The most important outcome of the obtained epicardial source distribution is the prospect for an “epicardial source mapping”. Namely, if it is possible to map the epicardial sources versus time, then an important diagnostic tool could be established. The prospect is that for a physiological cardiac operation, the whole epicardial surface will be activated accordingly to the proper timing. On the contrary, pathological heart functioning may result in either wrong timing in the activation of the heart components or no activation at all (ex. partial necrosis). Hence, the proposed methodology, can be exploited as an advanced diagnosis tool which in a very fast and convenient way takes into account ECG (or EEG) measurements over the entire thorax (or scalp) surface.

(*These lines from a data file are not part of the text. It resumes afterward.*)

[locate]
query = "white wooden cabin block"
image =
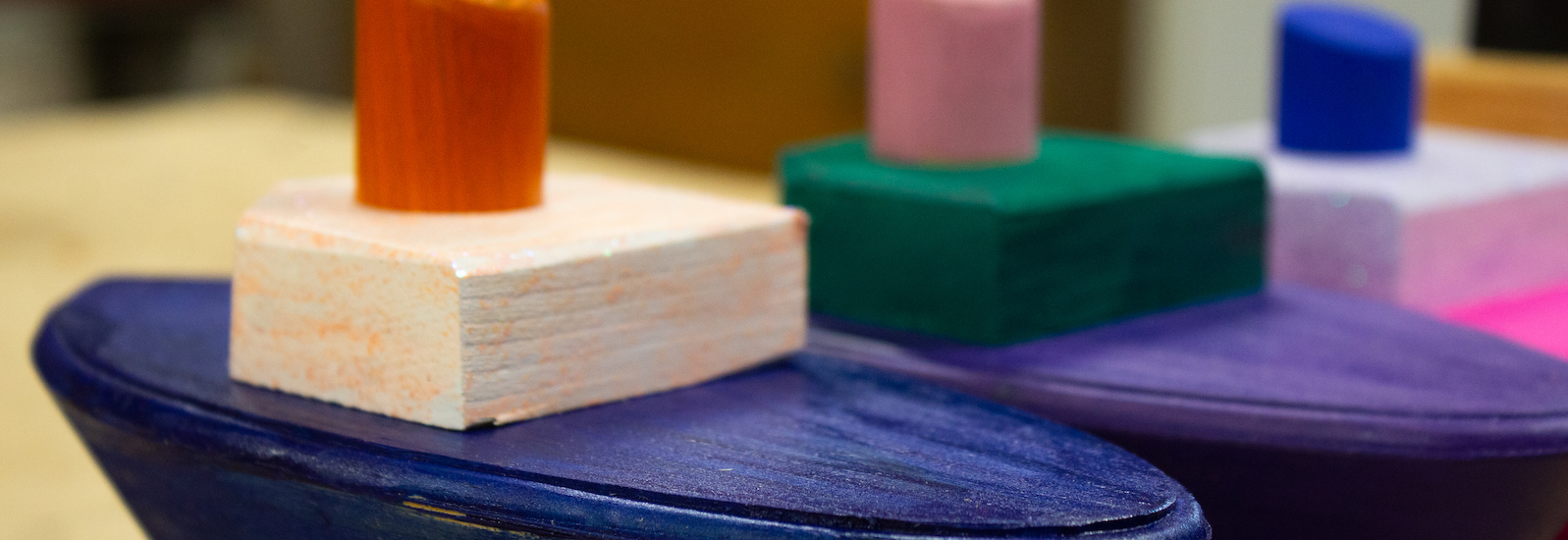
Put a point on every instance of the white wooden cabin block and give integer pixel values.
(607, 291)
(1465, 217)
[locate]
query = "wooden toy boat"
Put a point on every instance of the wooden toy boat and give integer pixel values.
(806, 448)
(1292, 413)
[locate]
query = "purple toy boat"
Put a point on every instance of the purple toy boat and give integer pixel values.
(1292, 413)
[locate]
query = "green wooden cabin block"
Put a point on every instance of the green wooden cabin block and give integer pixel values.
(1092, 231)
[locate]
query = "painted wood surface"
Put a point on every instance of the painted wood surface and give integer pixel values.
(131, 188)
(1294, 413)
(953, 81)
(451, 102)
(1465, 217)
(457, 320)
(809, 448)
(1093, 230)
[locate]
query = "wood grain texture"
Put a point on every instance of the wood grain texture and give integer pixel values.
(1465, 217)
(607, 293)
(1294, 413)
(1513, 93)
(452, 104)
(155, 188)
(813, 448)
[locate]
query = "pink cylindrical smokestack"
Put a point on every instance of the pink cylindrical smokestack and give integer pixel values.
(953, 81)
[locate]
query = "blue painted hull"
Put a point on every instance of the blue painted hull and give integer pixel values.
(1294, 413)
(809, 448)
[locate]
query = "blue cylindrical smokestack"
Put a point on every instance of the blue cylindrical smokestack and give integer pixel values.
(1346, 81)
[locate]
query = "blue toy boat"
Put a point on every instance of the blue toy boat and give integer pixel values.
(806, 448)
(1292, 413)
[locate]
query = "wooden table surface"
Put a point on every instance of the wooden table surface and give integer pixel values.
(155, 189)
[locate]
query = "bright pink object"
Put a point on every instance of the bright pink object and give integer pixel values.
(953, 81)
(1539, 320)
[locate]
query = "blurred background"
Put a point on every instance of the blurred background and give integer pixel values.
(134, 133)
(706, 79)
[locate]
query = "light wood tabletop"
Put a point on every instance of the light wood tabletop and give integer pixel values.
(155, 189)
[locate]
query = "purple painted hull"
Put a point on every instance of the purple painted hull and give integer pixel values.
(1292, 413)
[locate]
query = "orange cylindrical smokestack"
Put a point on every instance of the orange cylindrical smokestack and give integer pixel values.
(451, 101)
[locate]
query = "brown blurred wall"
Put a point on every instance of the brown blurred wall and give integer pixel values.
(732, 81)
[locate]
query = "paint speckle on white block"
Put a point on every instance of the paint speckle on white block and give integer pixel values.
(609, 291)
(1465, 217)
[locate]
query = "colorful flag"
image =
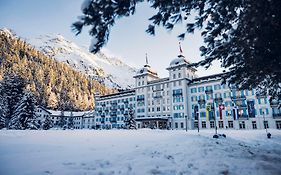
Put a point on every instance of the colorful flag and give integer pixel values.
(196, 116)
(221, 107)
(208, 109)
(251, 108)
(235, 113)
(180, 48)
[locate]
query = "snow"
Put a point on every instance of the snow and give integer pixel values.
(109, 70)
(85, 4)
(67, 113)
(139, 152)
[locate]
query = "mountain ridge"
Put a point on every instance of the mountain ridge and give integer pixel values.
(108, 70)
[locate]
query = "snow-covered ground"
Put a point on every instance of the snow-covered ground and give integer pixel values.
(139, 152)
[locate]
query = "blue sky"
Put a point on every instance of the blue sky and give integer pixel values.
(30, 18)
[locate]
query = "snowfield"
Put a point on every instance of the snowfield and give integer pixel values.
(139, 152)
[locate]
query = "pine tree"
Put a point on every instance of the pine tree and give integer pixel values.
(11, 92)
(24, 116)
(62, 123)
(244, 35)
(70, 123)
(47, 123)
(130, 121)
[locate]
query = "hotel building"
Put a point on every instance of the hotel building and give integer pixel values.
(185, 101)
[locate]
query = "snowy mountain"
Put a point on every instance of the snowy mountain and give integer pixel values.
(108, 70)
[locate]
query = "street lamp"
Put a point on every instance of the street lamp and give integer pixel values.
(201, 102)
(264, 121)
(186, 123)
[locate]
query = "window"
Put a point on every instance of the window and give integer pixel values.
(203, 124)
(220, 124)
(278, 124)
(212, 124)
(201, 89)
(217, 86)
(181, 124)
(193, 90)
(196, 124)
(230, 124)
(254, 124)
(241, 125)
(265, 124)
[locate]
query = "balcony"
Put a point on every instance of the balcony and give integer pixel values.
(201, 101)
(157, 96)
(238, 98)
(277, 115)
(177, 94)
(156, 90)
(243, 116)
(113, 120)
(218, 100)
(209, 91)
(242, 106)
(140, 99)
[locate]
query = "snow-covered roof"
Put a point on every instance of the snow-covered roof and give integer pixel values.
(180, 60)
(146, 69)
(67, 113)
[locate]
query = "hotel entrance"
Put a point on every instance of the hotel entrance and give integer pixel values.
(155, 123)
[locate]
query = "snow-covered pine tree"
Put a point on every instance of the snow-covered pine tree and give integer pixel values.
(130, 121)
(47, 123)
(11, 92)
(62, 121)
(70, 123)
(24, 116)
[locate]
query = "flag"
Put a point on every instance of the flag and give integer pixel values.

4. Discussion and Conclusions

The main scope of this work was to establish a new, fast approach for the solution of the inverse electrocardiography problem. Based on the Huygens’ principle, measurements obtained from a patient’s thorax surface were interpolated over the surface of the employed volume conductor model and considered as a secondary Huygens’ source. This source, being non-zero only over the surface under study, was employed to determine the weighting factors of the eigenfunctions expansion describing the generated voltage distribution over the whole volume conductor volume, including the heart. For the accurate determination of the epicardial potential distribution, an integration over both the thorax and the heart surface is needed. The extracted results not only estimated sufficiently the heart potential distribution, but were also obtained within about 2 minutes, decreasing the execution time remarkably regarding the classical inverse problem formulation where several hours were needed for the solution of the problem. Having the ability to accurately extract the potential distribution over the epicardium within such a small amount of time, a significant diagnostic tool can be established enabling the epicardial source mapping. Namely, given the normal heart activation timing, different pathological heart condition can be distinguished by observing possible alteration in the activation timing or even no activation at all (i.e. partial necrosis).

5. Future Extensions

The measured methodology may be extended torward several directions within the ultimate task to achieve a real time inverse problem solution. The first priority is to solve the ECG inverse problem for the current density sources following the exact reciprocity principles as in [35]. This is expected to improve accuracy but also to more accurately reflect the epicardial electrical functioning through the current density flow. The second priority is to improve the volume conductor model of Figure 1 primaly by increasing the surface mesh density, in order to allow all measuring electrodes to be mapped on the model. This will allow the exploiting of all available measurements. The third priority is to improve the algorithm speed through employing state-of-the-art linear algebra techniques. Finally, the resulting direct inverse problem solutions will be applied to electroencephalography i.e. to estimate equivalent sources for epileptic regions or to study the activated brain areas during challenging phenomena as the brain default mode.